WHITEVILLE — Even though his city is applying for a federal resilience grant, Mayor Terry Mann is worried that it won’t be competitive when matched up against proposals from larger cities and counties with specialists on staff.
“None of us have engineers on staff and we just can’t afford to get these projects designed and not know that we’re going to get this grant funding,” he said.
The Eastern N.C. Recovery and Resiliency Alliance, a newly formalized coalition of governments that has been working with advocacy groups, is advancing a series of proposals that it says will help the region better prepare for future storms like Hurricanes Matthew and Florence.
The group has called for a series of legislative measures that would fund a statewide flood blueprint. The alliance began meeting informally in the months after Hurricane Florence caused more than $22 billion in damage.
“I and several other leaders found value in sharing advice and concerns amongst each other, as we all were impacted,” said Bill Saffo, Wilmington’s mayor. He added that more than 60 mayors and county officials from the region have participated in the group’s meetings.
Since then, the group has met with state and federal lawmakers to advance ideas and to urge them to consider flood mitigation when making spending decisions. Saffo and others expressed optimism late last week that at least some of their ideas could be included in coming legislation from the General Assembly.
Climate change is likely to cause more frequent, wetter hurricanes to North Carolina in the future, according to the state’s Climate Risk Assessment and Resilience Plan, which was released last summer. Those storms will damage vulnerable communities, according to the report, and will make it more difficult to recover because they are likely to happen in relatively quick succession.
Wallace Mayor Charley Farrior thought he’d seen the worst flood of his life after 1999’s Hurricane Floyd, which he called a “biblical, 1,000-year event.”
Then Hurricane Florence happened.
“It made Floyd look like almost a non-event,” Farrior said late last week, noting that the Northeast Cape Fear River flooded over its banks quickly after the storm finally passed.
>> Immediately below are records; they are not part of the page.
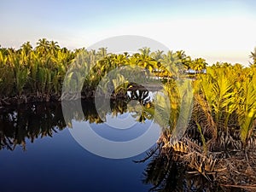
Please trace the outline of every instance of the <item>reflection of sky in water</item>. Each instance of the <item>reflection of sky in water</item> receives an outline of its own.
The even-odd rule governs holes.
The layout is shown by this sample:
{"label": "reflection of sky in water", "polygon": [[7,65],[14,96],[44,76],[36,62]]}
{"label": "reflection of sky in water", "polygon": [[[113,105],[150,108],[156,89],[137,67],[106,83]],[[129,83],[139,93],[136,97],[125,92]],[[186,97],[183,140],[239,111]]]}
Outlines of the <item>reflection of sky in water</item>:
{"label": "reflection of sky in water", "polygon": [[144,155],[102,158],[84,150],[65,129],[53,137],[27,141],[26,152],[18,146],[0,151],[1,192],[148,191],[141,181],[146,164],[132,162]]}
{"label": "reflection of sky in water", "polygon": [[[119,115],[117,117],[112,117],[110,115],[110,117],[107,119],[106,123],[91,124],[90,127],[96,134],[111,141],[125,142],[135,139],[147,131],[151,121],[146,120],[145,123],[140,123],[136,121],[136,118],[127,113],[125,113],[125,115],[121,115],[120,119],[119,119]],[[108,120],[110,120],[111,123],[108,123]],[[112,126],[113,125],[114,126]],[[120,128],[119,129],[118,127]]]}

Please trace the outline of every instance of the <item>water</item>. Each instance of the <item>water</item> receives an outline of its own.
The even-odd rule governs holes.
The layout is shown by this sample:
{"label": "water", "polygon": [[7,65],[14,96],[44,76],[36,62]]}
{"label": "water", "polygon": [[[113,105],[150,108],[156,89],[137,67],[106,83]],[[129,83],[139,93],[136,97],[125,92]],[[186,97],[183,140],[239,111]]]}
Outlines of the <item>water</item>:
{"label": "water", "polygon": [[[143,134],[150,123],[146,120],[140,123],[140,129],[133,127],[126,132],[114,130],[96,123],[98,117],[91,101],[83,106],[84,118],[91,122],[93,130],[113,141],[135,138]],[[124,108],[121,110],[125,111]],[[110,112],[106,113],[111,116]],[[115,118],[125,115],[128,113],[119,113]],[[73,122],[81,124],[78,119],[73,118]],[[120,160],[100,157],[82,148],[68,129],[60,103],[2,111],[0,191],[148,191],[150,185],[142,182],[146,164],[132,161],[143,159],[145,154]]]}

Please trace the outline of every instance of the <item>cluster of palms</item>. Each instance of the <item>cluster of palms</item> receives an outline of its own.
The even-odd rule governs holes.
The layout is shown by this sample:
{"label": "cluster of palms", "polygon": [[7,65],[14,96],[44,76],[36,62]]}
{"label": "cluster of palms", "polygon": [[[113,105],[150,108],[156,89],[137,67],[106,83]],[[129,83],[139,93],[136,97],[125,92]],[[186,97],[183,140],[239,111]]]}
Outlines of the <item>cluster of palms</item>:
{"label": "cluster of palms", "polygon": [[146,69],[146,76],[152,72],[158,77],[172,77],[189,69],[200,72],[206,65],[205,60],[192,61],[183,51],[151,53],[149,48],[143,48],[132,55],[115,55],[107,54],[107,48],[69,50],[43,38],[34,49],[29,42],[19,49],[0,48],[0,96],[2,99],[44,96],[49,101],[51,96],[61,96],[65,75],[70,78],[67,86],[88,93],[109,71],[121,66],[138,66]]}
{"label": "cluster of palms", "polygon": [[217,142],[218,148],[244,148],[252,142],[256,137],[256,67],[217,63],[198,75],[194,86],[194,119],[207,147]]}

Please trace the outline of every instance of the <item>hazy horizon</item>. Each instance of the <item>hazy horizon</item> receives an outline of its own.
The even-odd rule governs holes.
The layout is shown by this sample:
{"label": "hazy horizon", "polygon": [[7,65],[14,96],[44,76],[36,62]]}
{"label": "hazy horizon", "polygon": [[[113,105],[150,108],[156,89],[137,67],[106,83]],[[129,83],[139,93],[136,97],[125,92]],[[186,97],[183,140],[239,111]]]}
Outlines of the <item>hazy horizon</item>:
{"label": "hazy horizon", "polygon": [[0,44],[39,38],[73,49],[107,38],[139,35],[209,64],[248,65],[256,46],[253,1],[2,1]]}

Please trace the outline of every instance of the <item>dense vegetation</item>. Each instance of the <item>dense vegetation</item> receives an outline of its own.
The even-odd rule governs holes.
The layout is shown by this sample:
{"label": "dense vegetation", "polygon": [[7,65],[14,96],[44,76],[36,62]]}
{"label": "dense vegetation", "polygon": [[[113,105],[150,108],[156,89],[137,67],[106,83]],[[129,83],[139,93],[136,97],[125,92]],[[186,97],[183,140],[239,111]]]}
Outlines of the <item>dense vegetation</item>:
{"label": "dense vegetation", "polygon": [[[182,164],[185,171],[194,173],[195,171],[208,181],[250,188],[256,183],[253,160],[256,155],[256,49],[251,53],[251,57],[253,61],[248,67],[226,62],[207,67],[204,59],[192,60],[183,51],[165,54],[142,48],[131,55],[108,54],[106,48],[72,51],[60,48],[56,42],[40,39],[35,49],[29,43],[18,50],[0,49],[0,102],[6,105],[9,102],[48,102],[61,97],[76,100],[79,96],[95,96],[96,88],[102,92],[113,88],[112,98],[120,96],[126,103],[137,100],[143,107],[138,121],[154,119],[163,127],[157,148],[148,153],[151,156],[159,151],[145,172],[145,183],[154,184],[156,189],[168,191],[170,181],[174,179],[172,172]],[[83,62],[79,62],[79,59]],[[140,79],[134,79],[134,82],[154,84],[156,79],[152,77],[157,77],[157,80],[163,83],[169,101],[158,100],[155,103],[145,100],[147,91],[142,91],[139,96],[128,95],[127,90],[137,84],[125,81],[125,75],[122,73],[118,78],[104,79],[109,72],[123,67],[129,68],[125,73]],[[137,71],[136,67],[143,70]],[[184,136],[177,143],[172,143],[172,132],[183,110],[183,96],[179,95],[179,90],[186,87],[186,81],[177,86],[177,79],[191,79],[194,105]],[[117,86],[119,82],[123,83],[121,86]],[[68,108],[73,108],[72,106]],[[113,113],[134,110],[127,108],[125,104],[125,108]],[[155,108],[160,108],[162,115],[154,117]],[[170,113],[166,115],[166,113]],[[170,117],[167,125],[162,117]],[[70,120],[66,122],[67,125],[72,126],[73,119],[102,122],[96,114],[84,119],[84,114],[74,111],[68,118]],[[61,124],[61,129],[64,125]],[[36,137],[39,132],[37,134]],[[5,136],[2,139],[2,143],[9,141]]]}
{"label": "dense vegetation", "polygon": [[[154,70],[157,76],[166,77],[171,77],[173,75],[172,73],[175,73],[172,71],[172,65],[179,69],[198,72],[206,68],[207,65],[201,58],[192,61],[183,51],[169,51],[165,55],[160,50],[150,53],[148,48],[143,48],[139,52],[129,55],[127,53],[107,54],[107,48],[101,48],[97,51],[85,49],[69,50],[45,38],[39,39],[34,49],[29,42],[17,50],[1,48],[0,102],[7,102],[7,98],[11,97],[15,97],[20,102],[59,98],[67,69],[76,62],[81,53],[84,62],[79,63],[79,69],[90,73],[83,79],[82,92],[87,94],[96,89],[99,80],[108,72],[122,65],[140,66],[150,72]],[[160,61],[166,64],[166,69],[160,68]],[[74,67],[74,65],[72,66]],[[78,73],[74,75],[78,76]]]}

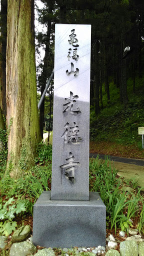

Many of the houses flooded during those storms remain vacant. Those who have repaired their homes are pledging that this will be the last time before they move elsewhere.
“We’ve got counties involved here. We’ve got large cities involved. We’ve got smaller towns like mine,” Farrior said, “and I can tell you that none of us have the money needed to try to address these issues on our own, so we’re going to need help.”
Melissa Roberts, the executive director of the American Flood Coalition, said increased funding to help smaller governments build capacity is “incredibly important” to help those places prevent the worst impacts of flooding.
“We have a system where you need to have money or technical expertise in place already if you’re going to jump over all of the hurdles in your way to get more funding and more expertise,” Roberts said.
Saffo and other mayors also expressed concerns about road construction, calling for the General Assembly to pursue more studies like the state Department of Transportation’s 2019 look at how it could protect Interstate 40 and Interstate 95 against floodwaters. That work was spurred after Florence’s flooding effectively cut Wilmington off for days after the storm, making it impossible for supplies to reach many eastern North Carolina areas in the aftermath.
“This is probably the only issue that I’ve ever seen,” Saffo said, “where it’s kind of brought the urban areas and the rural communities together.”